Throughout its opinion, the court gave short shrift to Facebook’s terms of use, and by extension, to a website owner’s reliance on a terms of use to limit entry to an otherwise accessible site.  Quoting an earlier case, United States v. Nosal, 676 F.3d 854 (9th Cir. 2012) (en banc) (otherwise known as “Nosal I”), it noted, “’[n]ot only are the terms of service vague and generally unknown … but website owners retain the right to change the terms at any time and without notice.’ [citation omitted].  As a result, imposing criminal liability for violations of the terms of use of a website could criminalize many daily activities.”  (While Nosal I was a criminal CFAA case, the Ninth Circuit’s analysis and commentary in Power Ventures makes no distinction between criminal and civil CFAA actions.)  The Ninth Circuit’s dismissive attitude toward website terms of use (people don’t read them, and they are changeable at any time) creates a curious tension with the black-letter rule of electronic contracting law that terms of use are generally enforceable, provided that they are posted conspicuously enough to give a user reasonable notice of their terms and by his or her subsequent behavior the user can fairly be said to manifest assent to these terms (such as by using the site when the terms of use prominently state that usage means assent).  The court commented without explanation that since Facebook and Power Ventures had no direct relationship, it did not appear that the latter was even subject to any contractual terms.  However, the fact remains that Facebook has posted terms of use that are clearly applicable to any usage of the site; the court did not analyze the electronic process by which Power Ventures used third-party credentials to access Facebook or the question of whether this process subjected Power Ventures to the terms of use.

According to the court, Power Ventures initially had implied consent to access Facebook, since it had the consent  of Power.com users to utilize Facebook to transmit messages and “reasonably could have thought that consent [from the users] to share the promotion was permission for Power to access Facebook’s computers.”  Thus, Power Ventures did not initially access Facebook “without authorization.”
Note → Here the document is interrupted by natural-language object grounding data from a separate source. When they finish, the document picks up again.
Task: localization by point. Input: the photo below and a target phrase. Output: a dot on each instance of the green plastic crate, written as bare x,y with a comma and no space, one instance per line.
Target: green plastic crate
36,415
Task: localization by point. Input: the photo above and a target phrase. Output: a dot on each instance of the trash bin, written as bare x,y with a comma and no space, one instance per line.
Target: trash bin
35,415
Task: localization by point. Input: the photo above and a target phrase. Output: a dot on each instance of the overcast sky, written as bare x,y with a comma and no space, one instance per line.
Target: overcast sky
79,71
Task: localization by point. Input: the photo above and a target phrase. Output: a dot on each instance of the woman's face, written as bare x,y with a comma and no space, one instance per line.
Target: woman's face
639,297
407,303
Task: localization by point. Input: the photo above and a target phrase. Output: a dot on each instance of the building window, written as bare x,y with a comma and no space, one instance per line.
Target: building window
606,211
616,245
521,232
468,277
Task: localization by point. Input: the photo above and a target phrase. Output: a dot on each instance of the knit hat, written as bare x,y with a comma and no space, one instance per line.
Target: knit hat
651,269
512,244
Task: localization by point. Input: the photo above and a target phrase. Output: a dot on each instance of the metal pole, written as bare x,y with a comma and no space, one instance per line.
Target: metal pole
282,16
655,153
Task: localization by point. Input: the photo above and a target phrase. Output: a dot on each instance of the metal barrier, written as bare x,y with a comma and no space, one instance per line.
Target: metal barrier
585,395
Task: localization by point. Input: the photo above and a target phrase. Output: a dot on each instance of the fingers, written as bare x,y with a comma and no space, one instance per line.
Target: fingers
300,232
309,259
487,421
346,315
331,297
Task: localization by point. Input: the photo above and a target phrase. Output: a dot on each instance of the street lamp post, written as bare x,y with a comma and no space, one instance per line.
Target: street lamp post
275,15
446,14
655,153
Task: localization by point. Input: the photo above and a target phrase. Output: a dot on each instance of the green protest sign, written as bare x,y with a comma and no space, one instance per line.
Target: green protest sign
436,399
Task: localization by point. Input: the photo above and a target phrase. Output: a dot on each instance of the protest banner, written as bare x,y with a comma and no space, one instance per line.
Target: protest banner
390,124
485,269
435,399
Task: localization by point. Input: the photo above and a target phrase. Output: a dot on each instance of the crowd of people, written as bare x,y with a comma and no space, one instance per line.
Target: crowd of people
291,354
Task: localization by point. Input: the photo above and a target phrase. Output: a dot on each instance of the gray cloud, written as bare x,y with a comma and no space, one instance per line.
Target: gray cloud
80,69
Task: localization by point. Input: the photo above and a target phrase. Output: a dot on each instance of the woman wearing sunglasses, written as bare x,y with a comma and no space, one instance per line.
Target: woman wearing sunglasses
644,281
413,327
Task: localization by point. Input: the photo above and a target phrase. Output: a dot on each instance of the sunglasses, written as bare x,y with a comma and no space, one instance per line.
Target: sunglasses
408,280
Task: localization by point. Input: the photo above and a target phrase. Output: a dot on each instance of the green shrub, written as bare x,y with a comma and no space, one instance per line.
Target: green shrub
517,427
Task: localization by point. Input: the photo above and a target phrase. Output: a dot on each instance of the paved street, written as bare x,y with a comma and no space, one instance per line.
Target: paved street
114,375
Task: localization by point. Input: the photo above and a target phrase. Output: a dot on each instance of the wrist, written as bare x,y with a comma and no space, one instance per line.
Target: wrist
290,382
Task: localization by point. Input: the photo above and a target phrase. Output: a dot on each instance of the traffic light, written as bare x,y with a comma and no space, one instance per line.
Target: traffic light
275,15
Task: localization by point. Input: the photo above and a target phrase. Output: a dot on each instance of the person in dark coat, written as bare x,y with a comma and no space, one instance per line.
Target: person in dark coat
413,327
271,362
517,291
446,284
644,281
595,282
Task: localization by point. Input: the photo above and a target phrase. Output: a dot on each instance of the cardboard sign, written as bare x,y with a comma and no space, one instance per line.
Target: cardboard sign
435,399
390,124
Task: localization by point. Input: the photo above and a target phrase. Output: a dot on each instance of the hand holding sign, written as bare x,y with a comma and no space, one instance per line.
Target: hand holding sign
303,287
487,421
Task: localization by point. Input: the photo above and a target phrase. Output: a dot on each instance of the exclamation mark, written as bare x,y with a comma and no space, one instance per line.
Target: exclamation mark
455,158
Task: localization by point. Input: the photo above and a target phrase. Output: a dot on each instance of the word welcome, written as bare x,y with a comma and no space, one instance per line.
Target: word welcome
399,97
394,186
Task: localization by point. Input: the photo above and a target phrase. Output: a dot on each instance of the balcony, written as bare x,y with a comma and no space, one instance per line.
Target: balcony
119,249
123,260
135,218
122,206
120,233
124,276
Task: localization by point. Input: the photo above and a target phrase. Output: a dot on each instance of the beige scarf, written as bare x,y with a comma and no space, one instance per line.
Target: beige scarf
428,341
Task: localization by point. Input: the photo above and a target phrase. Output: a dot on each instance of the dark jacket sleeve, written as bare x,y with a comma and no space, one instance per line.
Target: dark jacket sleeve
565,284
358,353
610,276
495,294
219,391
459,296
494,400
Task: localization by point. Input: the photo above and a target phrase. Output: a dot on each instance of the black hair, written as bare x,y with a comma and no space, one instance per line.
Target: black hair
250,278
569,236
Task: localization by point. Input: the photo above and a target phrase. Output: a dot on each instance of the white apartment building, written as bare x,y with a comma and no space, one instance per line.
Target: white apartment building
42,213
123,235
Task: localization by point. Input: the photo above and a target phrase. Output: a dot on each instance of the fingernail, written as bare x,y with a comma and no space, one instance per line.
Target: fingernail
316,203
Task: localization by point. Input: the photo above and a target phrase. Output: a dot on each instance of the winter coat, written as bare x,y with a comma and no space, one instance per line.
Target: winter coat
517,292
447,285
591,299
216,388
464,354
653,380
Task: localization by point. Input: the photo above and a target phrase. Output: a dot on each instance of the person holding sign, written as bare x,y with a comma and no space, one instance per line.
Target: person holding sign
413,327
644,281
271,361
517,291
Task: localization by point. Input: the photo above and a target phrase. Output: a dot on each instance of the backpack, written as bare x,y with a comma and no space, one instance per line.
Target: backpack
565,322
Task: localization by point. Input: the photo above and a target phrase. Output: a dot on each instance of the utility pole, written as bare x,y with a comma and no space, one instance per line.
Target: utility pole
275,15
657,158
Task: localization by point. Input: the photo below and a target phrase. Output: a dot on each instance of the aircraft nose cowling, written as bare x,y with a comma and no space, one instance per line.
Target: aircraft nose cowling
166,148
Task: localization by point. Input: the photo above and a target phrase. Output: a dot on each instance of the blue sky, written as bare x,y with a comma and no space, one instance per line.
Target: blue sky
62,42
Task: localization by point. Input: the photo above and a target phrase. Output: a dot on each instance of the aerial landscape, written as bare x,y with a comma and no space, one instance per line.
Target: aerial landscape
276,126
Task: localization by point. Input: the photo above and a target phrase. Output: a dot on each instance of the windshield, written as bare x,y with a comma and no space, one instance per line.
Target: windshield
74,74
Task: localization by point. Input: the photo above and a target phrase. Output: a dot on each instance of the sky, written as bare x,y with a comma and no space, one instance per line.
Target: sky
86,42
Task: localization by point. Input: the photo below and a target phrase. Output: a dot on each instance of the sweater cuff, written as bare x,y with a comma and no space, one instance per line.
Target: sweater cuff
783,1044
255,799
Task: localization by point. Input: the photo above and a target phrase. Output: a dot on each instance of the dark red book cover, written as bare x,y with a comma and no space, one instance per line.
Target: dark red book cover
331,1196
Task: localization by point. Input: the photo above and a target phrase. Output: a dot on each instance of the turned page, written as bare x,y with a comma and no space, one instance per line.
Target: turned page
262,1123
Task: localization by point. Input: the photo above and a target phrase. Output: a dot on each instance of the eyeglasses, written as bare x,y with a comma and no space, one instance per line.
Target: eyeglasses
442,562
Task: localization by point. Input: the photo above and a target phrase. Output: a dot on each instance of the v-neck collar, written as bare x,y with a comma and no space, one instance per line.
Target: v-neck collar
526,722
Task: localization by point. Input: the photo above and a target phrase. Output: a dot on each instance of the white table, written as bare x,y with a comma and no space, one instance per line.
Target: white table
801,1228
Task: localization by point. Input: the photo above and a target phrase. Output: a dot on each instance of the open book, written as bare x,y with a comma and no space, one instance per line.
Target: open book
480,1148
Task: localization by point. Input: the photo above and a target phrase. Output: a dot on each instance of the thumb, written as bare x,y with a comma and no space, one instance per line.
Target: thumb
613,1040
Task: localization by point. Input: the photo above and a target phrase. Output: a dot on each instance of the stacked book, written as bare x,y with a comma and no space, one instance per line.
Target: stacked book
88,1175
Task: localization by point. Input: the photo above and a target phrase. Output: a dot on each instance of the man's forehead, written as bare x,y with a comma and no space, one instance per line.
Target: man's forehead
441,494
Facebook’s cease and desist letter changed that – but even so, the court observed in a footnote that Facebook’s mention of violations of the terms of use in its letter was not by itself sufficient to create CFAA liability.  (Interestingly, the court also noted that “[s]imply bypassing an IP address, without more, would not constitute unauthorized use” of a website, since a user may not know he or she has been blocked or else the user may not associate an IP address block with a revocation of access directed at that specific user.)   However, Facebook’s letter also warned Power Ventures that it may have violated federal and state law and “plainly put Power on notice that it was no longer authorized to access Facebook’s computers.”  After Facebook issued the cease and desist letter, permission from the users alone was no longer sufficient to constitute authorization to access Facebook for purposes of the CFAA.
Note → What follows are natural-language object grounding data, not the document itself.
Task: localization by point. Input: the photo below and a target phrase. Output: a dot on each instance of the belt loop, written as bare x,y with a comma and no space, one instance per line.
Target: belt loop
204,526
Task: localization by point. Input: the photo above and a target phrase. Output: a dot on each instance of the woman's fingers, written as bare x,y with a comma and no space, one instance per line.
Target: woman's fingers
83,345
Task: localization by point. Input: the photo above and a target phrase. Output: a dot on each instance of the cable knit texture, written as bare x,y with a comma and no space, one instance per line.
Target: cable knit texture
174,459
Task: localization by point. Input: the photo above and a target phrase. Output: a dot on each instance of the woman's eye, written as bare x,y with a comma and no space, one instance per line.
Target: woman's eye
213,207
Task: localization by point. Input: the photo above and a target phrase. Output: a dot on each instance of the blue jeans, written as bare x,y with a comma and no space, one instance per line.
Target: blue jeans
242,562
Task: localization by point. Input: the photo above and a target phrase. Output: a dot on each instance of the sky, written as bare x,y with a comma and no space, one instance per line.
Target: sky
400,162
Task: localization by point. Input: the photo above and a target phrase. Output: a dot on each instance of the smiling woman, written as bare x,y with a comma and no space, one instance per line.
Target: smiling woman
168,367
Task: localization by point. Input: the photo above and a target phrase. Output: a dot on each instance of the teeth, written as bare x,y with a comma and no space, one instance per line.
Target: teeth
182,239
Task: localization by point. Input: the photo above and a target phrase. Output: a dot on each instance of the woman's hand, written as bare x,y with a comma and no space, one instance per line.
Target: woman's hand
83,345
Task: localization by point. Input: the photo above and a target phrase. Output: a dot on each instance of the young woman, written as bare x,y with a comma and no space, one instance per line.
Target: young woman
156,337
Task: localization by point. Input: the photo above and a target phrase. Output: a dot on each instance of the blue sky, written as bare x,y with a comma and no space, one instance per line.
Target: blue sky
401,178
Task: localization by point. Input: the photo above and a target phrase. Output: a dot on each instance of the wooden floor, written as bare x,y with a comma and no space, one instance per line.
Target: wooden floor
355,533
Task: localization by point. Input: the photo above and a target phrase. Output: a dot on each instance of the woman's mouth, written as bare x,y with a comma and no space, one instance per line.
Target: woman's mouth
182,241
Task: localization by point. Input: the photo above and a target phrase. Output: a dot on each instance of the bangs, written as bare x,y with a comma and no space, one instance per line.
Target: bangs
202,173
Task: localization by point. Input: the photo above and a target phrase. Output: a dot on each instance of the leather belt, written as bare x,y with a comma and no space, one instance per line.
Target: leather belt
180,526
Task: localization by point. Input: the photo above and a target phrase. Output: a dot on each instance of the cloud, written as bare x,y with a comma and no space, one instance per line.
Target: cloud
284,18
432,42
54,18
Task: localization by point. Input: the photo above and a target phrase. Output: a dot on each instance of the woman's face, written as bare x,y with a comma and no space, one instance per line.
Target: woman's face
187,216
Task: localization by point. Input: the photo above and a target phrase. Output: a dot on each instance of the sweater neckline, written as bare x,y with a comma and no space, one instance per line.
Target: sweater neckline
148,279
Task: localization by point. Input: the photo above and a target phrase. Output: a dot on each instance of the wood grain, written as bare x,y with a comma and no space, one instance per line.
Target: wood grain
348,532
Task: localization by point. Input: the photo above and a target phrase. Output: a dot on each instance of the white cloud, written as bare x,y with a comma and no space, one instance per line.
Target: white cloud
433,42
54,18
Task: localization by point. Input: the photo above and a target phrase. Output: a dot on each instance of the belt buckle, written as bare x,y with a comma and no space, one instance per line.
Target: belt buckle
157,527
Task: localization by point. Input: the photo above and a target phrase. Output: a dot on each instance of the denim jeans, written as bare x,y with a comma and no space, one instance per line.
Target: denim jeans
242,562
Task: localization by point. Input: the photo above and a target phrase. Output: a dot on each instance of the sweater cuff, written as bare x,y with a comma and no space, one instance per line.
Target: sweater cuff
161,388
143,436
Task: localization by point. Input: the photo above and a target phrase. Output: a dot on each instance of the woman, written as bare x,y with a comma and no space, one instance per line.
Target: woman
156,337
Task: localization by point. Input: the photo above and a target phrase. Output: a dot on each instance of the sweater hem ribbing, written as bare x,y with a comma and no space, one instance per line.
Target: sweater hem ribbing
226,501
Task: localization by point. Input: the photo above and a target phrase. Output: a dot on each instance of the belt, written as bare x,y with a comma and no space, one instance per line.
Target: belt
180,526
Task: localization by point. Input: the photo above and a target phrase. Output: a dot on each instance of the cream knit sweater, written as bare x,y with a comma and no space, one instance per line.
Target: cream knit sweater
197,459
The lesson for scrapers from the Power Ventures case is that, at least in the Ninth Circuit (which includes the tech powerhouse states of California, Oregon and Washington), simply violating a no-scraping clause in a website terms of use should not give rise to CFAA liability.  However, the website owner can promptly turn this around if it wishes by issuing a cease and desist letter that clearly revokes authorization to access the site, at which point civil or even criminal liability under the CFAA can begin to accrue.  (There may be other kinds of clear notice of revocation or limitation of site access authorization for scraping, like a site owner’s use of the robot exclusion standard (robots.txt) protocol, although this was not addressed in the Power Ventures ruling.  Furthermore, scrapers should note that if scraping activities actually slow down or crash a website, a court might be less favorably disposed toward the scraper, and other legal remedies, like the tort of trespass to computer chattels, might be available to the site owner.)  In summary, Power Ventures is a yellow light for scrapers – there is a period of time when you can keep your foot on the gas, but at some point the light may turn red.